This role will provide the candidate an opportunity to deliver enterprise-scale data workloads following a data lakehouse architecture on a modern cloud-based data stack for our new Commercial Risk Solutions Ecosystem. These data workloads represent strategic feeds to support our BI / Analytics solutions that are essential to the value proposition of our ecosystem.
responsibilities :
Cross-functional Team : Work within a cross-functional Agile team alongside Product Owner, Data Architect and Data Analysts to deliver on release goals for a global program
Data Workload Design : Design scalable and efficient data workloads architectures that integrate our transactional systems with a new lakehouse data model.
Data Integration : Develop, test and maintain data pipelines (ETL) for integrating diverse data sources into a unified format embedding best practices and standards.

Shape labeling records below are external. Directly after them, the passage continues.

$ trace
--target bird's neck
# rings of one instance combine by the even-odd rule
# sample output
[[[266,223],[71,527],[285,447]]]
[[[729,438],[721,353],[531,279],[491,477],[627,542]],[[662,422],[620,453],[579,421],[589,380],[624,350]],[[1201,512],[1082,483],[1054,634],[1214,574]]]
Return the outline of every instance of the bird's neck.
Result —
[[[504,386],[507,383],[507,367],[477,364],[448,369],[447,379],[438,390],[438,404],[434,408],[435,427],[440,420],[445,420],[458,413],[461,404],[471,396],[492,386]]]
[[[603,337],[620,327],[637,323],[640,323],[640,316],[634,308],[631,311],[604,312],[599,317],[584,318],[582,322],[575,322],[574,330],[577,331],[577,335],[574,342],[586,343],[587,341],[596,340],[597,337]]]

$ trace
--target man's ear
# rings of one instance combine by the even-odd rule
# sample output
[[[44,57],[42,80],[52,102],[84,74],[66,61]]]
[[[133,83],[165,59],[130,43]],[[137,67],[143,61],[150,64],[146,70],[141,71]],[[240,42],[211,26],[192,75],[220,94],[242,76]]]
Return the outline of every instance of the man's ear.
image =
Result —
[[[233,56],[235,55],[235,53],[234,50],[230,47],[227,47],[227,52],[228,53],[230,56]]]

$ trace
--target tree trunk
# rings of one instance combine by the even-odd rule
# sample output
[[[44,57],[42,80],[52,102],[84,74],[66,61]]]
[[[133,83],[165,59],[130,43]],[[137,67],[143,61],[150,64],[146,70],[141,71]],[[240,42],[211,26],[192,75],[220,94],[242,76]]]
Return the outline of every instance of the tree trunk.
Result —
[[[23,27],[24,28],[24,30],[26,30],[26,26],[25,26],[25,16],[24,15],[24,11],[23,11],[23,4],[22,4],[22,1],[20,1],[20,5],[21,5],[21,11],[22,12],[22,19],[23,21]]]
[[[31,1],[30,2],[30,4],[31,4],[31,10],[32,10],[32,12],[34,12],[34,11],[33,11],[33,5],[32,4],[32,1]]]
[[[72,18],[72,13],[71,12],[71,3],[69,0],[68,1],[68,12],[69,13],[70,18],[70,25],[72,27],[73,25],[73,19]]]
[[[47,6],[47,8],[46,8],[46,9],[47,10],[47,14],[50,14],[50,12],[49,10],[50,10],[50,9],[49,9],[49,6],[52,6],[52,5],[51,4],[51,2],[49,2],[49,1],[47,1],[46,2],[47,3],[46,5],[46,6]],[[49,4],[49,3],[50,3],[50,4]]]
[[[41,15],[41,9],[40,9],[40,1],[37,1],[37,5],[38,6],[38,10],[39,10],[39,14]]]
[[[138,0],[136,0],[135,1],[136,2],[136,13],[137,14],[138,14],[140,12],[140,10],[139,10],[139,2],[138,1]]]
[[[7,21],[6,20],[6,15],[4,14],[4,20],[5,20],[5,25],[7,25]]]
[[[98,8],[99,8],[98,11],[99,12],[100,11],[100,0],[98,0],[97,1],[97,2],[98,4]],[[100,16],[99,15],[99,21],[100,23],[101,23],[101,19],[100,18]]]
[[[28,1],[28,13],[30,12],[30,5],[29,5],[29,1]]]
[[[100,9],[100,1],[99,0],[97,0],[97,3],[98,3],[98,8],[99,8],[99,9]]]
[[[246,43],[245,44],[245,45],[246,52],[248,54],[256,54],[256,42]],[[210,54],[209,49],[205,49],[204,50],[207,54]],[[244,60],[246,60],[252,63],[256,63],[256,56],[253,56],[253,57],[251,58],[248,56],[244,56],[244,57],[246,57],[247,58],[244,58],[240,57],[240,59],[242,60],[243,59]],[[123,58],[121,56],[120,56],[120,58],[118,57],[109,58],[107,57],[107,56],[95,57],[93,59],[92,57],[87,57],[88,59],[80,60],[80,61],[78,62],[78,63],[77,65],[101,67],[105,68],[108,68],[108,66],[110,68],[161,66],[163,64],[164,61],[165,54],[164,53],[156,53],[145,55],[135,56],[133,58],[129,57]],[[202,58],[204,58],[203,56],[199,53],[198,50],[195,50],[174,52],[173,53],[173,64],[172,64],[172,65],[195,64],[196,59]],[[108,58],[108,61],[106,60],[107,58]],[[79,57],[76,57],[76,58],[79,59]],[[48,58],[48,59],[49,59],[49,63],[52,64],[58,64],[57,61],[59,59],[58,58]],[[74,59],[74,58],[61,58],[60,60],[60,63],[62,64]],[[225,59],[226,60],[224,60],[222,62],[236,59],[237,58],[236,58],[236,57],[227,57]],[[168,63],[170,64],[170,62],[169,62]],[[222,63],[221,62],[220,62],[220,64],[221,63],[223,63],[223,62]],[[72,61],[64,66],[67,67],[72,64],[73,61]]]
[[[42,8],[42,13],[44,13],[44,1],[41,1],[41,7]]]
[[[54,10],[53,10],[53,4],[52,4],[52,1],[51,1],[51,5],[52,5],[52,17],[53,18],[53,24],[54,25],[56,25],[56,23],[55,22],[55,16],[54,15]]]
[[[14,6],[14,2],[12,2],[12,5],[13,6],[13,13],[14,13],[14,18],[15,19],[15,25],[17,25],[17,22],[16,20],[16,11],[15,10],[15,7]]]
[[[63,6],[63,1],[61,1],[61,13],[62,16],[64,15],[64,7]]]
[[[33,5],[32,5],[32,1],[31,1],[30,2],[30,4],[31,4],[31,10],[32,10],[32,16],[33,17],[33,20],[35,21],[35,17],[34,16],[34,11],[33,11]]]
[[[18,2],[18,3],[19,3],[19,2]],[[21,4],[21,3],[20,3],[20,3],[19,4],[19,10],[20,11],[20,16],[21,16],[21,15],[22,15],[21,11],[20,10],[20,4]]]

Data Management : Manage and optimize data to ensure efficient data storage, retrieval, and processing.
Data Quality Management : Implement automated data quality checks and ensure data integrity throughout the migration process.
Documentation : Create and maintain comprehensive documentation for data processes, ensuring knowledge transfer, observability and supportability.
Performance Monitoring : Monitor and optimize data performance to meet defined service-level agreements.
Troubleshooting : Identify and resolve data-related issues in a timely manner, collaborating with relevant teams.
requirements-expected :
Advanced Technical Skills :
In-depth knowledge in programming languages such as Python incl. Spark / Scala.
Experience with ETL tools and lakehouse architectures (3+years) through Databricks, Apache SparkSql and similar
Strong SQL skills for data manipulation and querying Pipeline efficiency optimization skills
Hands on experience with Agile technical practices, source versioning and Agile project management tools (Azure Repos, GitLab, Azure DevOps, Jira, Confluence, other)
Database Knowledge : Familiarity with relational and non-relational databases (Oracle, MSSQLServer).